Itu adalah sederet pertanyaan dan respon yang akan ditemukan saat kita menjadi calonmahasiswa/i baru. Sebagai salah satu dari camaba 2016, saya merasa tak asing lagi dengan pertanyaan dan respon balik dari orang-orang sekitar/keluarga mengenai pilihan dari langkah awal dalam dunia perkuliahan. Tapi terkadang pertanyaan yang diajukan malah seakan ‘menusuk’ kita para camaba. Tak jarang beberapa dari kita malah mendapat pujian dari pilihan kita yang sebenarnya belum layak kita terima. Kenapa?

 

KULIAH DIMANA SAJA ITU SAMA

Yang beda bagaimana cara kita berpikir untuk tetap produktif dan memaksimalkan apa yang ada. Swasta, negeri, sekolah tinggi, politeknik, institut, apapun jenis perguruan tinggi pasti memiliki tujuan yang sama, memaksimalkan segala potensi calon-calon pendiri bangsa. Bagi penulis tidak ada tempat kuliah terbaik atau buruk, yang ada adalah mahasiswa yang baik atau buruk. Jadi dimanapun tempat kita menuntut ilmu itu sama saja. Jangan pernah jadikan semua itu alasan untuk kita tidak berprestasi!

 

PENJURUSAN KULIAH ITU ADA UNTUK SALING MELENGKAPI

Setiap orang memiliki kemampuannya masing-masing. Jadi apapun jurusannya, kita semua hebat selama kita benar-benar menekuni dan mempraktikkan ilmu yang dimiliki.

 

YANG KULIAH ITU YA DIRI SENDIRI BUKAN ORANG LAIN

Kita yang lebih mengenal diri kita masing-masing. Menjadi yang orang lain inginkan tidak salah, tapi apakah orang lain itu yang akan menjalani kehidupan kita? Lakukan apa yang menjadi passion kita dengan baik sehingga kebaikan yang akan mengikuti kita.

 

INILAH PILIHAN KITA DAN TIDAK ADA YANG SALAH DARI APA YANG KITA PILIH

Terakhir percayalah… setiap pilihan pasti ada risiko. Baik-buruk sudah menjadi ‘bumbu’ dari pilihan yang kita ambil, tapi kadang penyesalan selalu datang.

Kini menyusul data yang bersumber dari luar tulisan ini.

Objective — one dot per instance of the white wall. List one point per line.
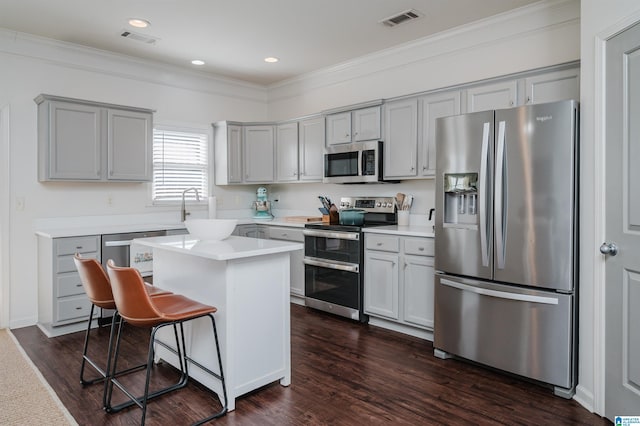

“Harusnya aku ambil pilihan yang itu.”

“Nyesel aku milih ini.”

Hei, tidak ada yang perlu disesali! Sebenarnya penyesalan adalah situasi dimana kita tahu buruknya dari suatu pilihan yang diambil, tapi di satu sisi kita tidak tahu apa yang akan terjadi jika kita ambil pilihan lainnya. Bisa jadi lebih baik atau bahkan buruk!

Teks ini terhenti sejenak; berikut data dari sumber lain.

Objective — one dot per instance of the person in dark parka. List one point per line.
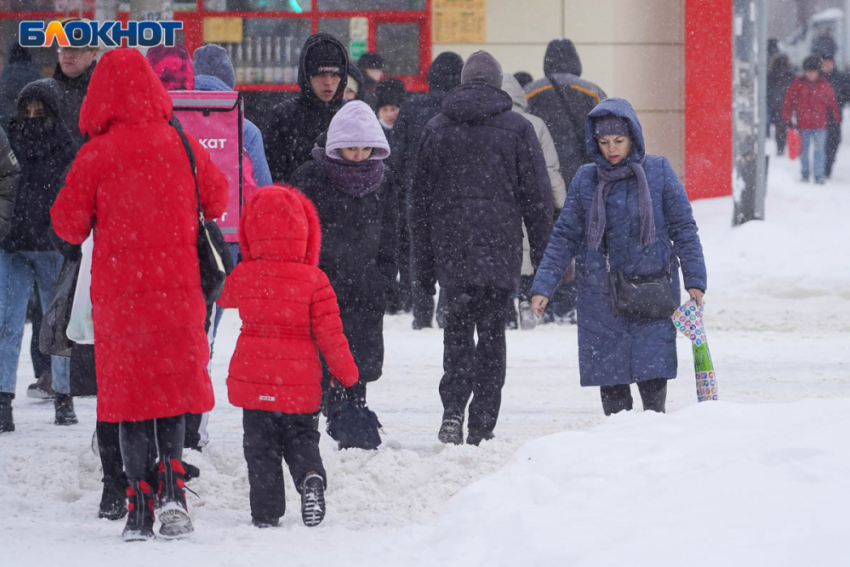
(443, 76)
(355, 197)
(45, 149)
(646, 228)
(18, 73)
(297, 122)
(480, 174)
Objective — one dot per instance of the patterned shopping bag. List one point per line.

Kembali lagi kepada prinsip “tidak ada yang salah dari apa yang kita pilih”, yang salah itu jika kita tidak bersyukur dan melakukan yang terbaik.

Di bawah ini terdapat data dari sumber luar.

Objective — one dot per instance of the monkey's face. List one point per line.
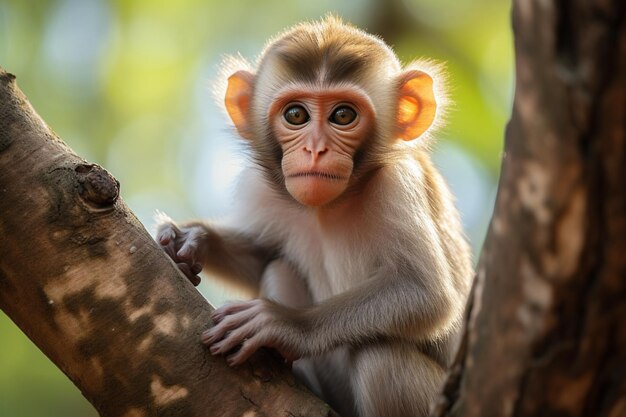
(319, 131)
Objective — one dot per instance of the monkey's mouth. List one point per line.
(317, 174)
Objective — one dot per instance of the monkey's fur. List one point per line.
(366, 291)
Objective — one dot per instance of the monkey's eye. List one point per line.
(296, 115)
(343, 115)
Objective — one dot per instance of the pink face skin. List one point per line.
(319, 137)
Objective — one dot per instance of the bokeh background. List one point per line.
(127, 84)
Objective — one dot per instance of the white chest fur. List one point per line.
(332, 256)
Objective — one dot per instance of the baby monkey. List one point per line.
(343, 229)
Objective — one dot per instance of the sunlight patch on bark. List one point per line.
(570, 237)
(165, 395)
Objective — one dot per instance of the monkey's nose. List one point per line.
(316, 152)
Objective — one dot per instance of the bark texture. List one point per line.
(84, 280)
(546, 334)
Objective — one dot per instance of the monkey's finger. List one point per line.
(170, 250)
(188, 251)
(232, 308)
(166, 235)
(196, 268)
(232, 340)
(229, 324)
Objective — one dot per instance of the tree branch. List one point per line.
(84, 280)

Lantas bagaimana cara bijak merespon dari jawaban yang kami berikan? Bagi penulis dengan saling mendoakan adalah yang terbaik.

“Hei bro, masuk kuliah dan ambil jurusan apa?”

“Alhamdulillah aku dapat kuliah di Univ A jurusan B”.

“Oh… iya-iya, semoga sukses bro!”

“Yomaan bro, situ juga.. sukses yak!”